Cold Versus Heat Therapy – Which Should I Use?
Heat therapy and cold therapy are the two most commonly used types of non-invasive pain-relief therapies for joint and muscle pain.
What some people don’t realize is that the two therapies are not interchangeable. Each has its use for specific types of problems.
Using heat therapy on a fresh, inflamed injury instead of an ice pack WILL aggravate the problem and only make the pain worse. Using an ice pack on an area affected by muscle strain is not a wise idea, either.
Here is an overview of each type of treatment and what you should be using it for.
There is a reason why ice packs are applied to injuries: the cold helps reduce inflammation. When there is swelling, blood flow to the injury must be slowed down in order to bring down the swelling and reduce the pain.
Ice therapy is also recommended for breaks or tears that may occur during intense physical activity, in areas such as the shoulder, wrist, upper back, elbow, hip, knee, etc.
The sooner after an injury you use cold therapy, the better. It’s ideal to use an ice pack or any other type of cold treatment as often as possible for 48 hours after the injury, in fifteen to twenty minute intervals.
Active cold compression is also used in conjunction with a sensible medication strategy to help patients recover from surgery. Without proper preparation and treatment, recovering from any type of surgery can be a long process.
Benefits Of Cold Therapy
- Decreases the amount of recovery time for injuries
- Reduces the amount of pain you would feel after receiving an injury
- When applied on the affected area right after injury, the risk of cell death is limited. This helps to prevent long-term problems
You should be using heat therapy to deal with chronic pain that does not involve an injury. When you need pain management due to stiff joints, aching joints, back spasms, etc… heating therapy products are ideal. This is because the warmth increases blood flow and oxygen to the affected area to help relieve the pain.

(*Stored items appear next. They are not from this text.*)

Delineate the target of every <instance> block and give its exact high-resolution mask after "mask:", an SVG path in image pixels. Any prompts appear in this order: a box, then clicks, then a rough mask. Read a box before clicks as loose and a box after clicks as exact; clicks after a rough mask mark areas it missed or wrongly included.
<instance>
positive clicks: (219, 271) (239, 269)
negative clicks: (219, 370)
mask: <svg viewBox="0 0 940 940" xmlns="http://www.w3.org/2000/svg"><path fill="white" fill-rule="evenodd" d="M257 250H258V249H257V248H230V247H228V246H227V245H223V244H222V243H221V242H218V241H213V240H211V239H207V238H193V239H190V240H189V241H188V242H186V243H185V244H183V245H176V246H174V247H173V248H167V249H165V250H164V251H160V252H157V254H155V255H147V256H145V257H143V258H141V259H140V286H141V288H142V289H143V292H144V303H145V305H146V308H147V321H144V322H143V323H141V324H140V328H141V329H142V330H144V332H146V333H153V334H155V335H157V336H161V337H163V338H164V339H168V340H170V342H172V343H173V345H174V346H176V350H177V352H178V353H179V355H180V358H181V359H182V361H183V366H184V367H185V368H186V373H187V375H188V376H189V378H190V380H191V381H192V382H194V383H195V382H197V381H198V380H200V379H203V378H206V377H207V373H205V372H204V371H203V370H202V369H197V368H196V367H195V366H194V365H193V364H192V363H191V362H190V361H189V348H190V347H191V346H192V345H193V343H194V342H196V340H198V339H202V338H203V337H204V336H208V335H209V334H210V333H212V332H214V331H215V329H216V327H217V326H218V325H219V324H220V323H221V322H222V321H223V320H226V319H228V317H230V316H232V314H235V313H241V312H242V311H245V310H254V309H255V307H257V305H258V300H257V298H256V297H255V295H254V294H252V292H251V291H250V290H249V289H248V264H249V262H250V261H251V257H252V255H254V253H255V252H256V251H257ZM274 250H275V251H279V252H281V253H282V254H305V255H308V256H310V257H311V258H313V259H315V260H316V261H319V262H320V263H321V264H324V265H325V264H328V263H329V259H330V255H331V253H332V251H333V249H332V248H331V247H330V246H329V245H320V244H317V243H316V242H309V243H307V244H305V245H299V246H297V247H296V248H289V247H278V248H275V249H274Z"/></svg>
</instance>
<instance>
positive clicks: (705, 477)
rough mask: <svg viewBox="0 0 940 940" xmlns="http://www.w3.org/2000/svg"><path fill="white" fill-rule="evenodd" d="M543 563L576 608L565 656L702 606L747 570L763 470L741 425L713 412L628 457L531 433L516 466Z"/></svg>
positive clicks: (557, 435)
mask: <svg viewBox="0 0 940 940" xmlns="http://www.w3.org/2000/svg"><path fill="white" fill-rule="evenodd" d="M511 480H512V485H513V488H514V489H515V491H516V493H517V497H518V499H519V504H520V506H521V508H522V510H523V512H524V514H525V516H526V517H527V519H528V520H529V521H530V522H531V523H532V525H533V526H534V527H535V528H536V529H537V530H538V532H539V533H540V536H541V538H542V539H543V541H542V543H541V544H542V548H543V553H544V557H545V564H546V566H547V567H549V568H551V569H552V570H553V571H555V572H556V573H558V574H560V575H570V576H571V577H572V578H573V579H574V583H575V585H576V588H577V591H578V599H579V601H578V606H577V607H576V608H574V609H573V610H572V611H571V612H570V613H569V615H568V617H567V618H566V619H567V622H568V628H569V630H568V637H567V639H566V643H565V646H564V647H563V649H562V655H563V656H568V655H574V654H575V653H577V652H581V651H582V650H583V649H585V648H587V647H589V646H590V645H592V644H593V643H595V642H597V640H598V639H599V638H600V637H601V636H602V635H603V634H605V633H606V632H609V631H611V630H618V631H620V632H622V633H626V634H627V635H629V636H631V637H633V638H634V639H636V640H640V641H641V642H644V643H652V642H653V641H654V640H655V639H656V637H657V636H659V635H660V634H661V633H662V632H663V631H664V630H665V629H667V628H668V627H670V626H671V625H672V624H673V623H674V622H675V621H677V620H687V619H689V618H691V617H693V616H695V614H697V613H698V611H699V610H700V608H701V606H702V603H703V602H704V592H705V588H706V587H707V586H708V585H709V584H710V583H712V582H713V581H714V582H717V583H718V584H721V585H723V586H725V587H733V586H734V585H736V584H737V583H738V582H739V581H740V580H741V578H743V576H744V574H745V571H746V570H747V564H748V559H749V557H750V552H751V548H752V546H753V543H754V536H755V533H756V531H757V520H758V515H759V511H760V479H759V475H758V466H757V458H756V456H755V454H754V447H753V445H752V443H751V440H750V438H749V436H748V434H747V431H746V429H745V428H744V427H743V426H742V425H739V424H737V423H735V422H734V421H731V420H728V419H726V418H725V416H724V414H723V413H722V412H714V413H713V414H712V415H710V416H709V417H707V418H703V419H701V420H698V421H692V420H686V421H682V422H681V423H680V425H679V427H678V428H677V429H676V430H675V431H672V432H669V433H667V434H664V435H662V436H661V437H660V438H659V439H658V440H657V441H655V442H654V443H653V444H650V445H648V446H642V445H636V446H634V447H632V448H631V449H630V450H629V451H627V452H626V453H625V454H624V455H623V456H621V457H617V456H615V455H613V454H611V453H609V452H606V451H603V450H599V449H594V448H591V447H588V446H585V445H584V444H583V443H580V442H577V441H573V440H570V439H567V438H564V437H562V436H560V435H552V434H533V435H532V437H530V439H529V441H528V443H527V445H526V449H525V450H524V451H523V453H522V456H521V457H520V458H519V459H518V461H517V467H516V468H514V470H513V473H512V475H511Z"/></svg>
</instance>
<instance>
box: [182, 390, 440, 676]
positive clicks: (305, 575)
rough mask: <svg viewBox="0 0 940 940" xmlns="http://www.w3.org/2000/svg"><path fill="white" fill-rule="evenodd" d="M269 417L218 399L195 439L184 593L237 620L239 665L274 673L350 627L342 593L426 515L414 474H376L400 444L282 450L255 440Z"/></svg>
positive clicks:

Heat treatments come in two varieties: moist and dry. If you have dry skin, moist heat would probably be the better option, as dry heat may damage skin tissue and make your skin even worse. Moist heat tends to penetrate better.
However, some patients find that dry heat feels better on the skin and is easier to apply. Moist heat comes in forms such as steamed towels, hot baths, moist heating packs, etc. Consult a medical professional if you are unsure which type to use.
Benefits of Heat Therapy
- Increases blood flow to the affected area when applied properly.
- Helps to reduce problems such as muscle spasms strained lower back.
- Promotes the body’s capacity to eliminate toxins in a natural way.
- Relieves stiff joints by increasing lubrication (synovial fluid), which is partly reliant on the amount of blood that reaches the joints.
When used appropriately, both cold and heat therapy offer many benefits. You just need to make sure that you are using the right type of therapy for your problem. Also, it’s important to use a quality product and not a cheap one.